Neue Fremdsprachendidaktik kostet viel und bringt nichts

Eine neue Studie belegt: Kinder, die früher Französisch lernen müssen, beherrschen die Sprache schlechter als Schüler, die später damit beginnen. Damit beweist Susanne Zbinden von der Universität Fribourg in ihrer mit «summa cum laude» ausgezeichneten Masterarbeit, was Lehrer schon lange vermuten: Die neue Fremdsprachendidaktik kostet viel und bringt nichts. «Es ist ein aufgeblasenes Konzept, aber Kritiker wurden jahrelang in die Ecke der Ewiggestrigen gestellt», sagt Philipp Loretz, Geschäftsleitungsmitglied des Lehrervereins Baselland.
Frühsprachen-Konzept zeigt seine Schwächen, Basler Zeitung, 8.1. von Franziska Laur


Schon die Sprachwissenschaftlerin Simone Pfenninger hatte vor Jahren Ähnliches herausgefunden. Christoph Eymann, damals Basler Erziehungsdirektor und Präsident der Eidgenössischen Erziehungsdirektorenkonferenz (EDK), tat diese Erkenntnisse als qualitativ ungenügend ab.

Susanne Zbinden hat die wissenschaftliche Studie mit rund 500 Schülern aus dem Kanton Bern durchgeführt. Sie hat zwei Gruppen verglichen. Die einen waren bei Unterrichtsbeginn jünger und arbeiteten mit dem neuen Lehrmittel «Clin d’œil», die anderen waren ein Jahr älter und arbeiteten mit dem alten Lehrmittel «Bonne Chance». Beide Vergleichsgruppen wurden nach 588 Lektionen getestet.

Obwohl diejenigen Schüler, die mit dem neuen Lehrmittel unterrichtet wurden, ein Jahr länger Französisch gehabt hatten, waren vor allem die Leistungen im Bereich Leseverständnis signifikant schlechter als bei denen, die mit dem alten Lehrmittel unterrichtet wurden. «Susanne Zbinden zeigt auf, dass Schüler, die nach bewährten international anerkannten Methoden Französisch gelernt haben, über ein besseres Textverständnis verfügen als ihre Kolleginnen und Kollegen, die nach der sogenannten Mehrsprachendidaktik unterrichtet worden sind», sagt Loretz.

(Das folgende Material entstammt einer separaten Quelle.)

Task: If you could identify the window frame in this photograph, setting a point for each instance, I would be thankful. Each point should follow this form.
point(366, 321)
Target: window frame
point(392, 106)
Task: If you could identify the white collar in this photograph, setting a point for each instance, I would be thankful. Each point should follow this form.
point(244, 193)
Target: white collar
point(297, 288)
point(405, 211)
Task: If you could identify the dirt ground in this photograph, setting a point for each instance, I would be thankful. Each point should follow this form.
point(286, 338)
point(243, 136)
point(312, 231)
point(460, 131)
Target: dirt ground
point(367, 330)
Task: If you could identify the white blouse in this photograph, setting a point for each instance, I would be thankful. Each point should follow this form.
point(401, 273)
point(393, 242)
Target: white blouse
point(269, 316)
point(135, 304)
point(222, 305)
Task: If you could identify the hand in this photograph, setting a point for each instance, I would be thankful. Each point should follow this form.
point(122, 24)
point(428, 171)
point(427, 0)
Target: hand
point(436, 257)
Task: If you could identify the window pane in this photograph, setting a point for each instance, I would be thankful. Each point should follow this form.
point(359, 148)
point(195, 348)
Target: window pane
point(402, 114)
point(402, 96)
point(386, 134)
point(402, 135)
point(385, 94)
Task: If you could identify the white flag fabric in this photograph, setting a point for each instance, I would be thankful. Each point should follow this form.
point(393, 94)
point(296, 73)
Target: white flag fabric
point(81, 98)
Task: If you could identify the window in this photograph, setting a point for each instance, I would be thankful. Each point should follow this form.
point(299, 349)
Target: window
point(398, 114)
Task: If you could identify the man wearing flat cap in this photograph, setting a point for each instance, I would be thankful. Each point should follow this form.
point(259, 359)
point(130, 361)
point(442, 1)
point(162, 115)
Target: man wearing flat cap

Absteigen, wenn das Pferd tot ist
Diese Resultate würden ihn gar nicht überraschen, sagt Lehrer Loretz. «Es ist das eingetroffen, was eintreffen musste.» Die Leitung des Projekts Passepartout (siehe Box) habe sämtliche Bedenken von Anfang an konsequent in den Wind geschlagen. «Wenn du merkst, dass dein Pferd tot ist, dann steige ab», sagt Loretz. Doch Reto Furter, Gesamtprojektleiter von Passepartout, scheine immer noch nicht gemerkt zu haben, dass sein Pferd von Anfang an todkrank war.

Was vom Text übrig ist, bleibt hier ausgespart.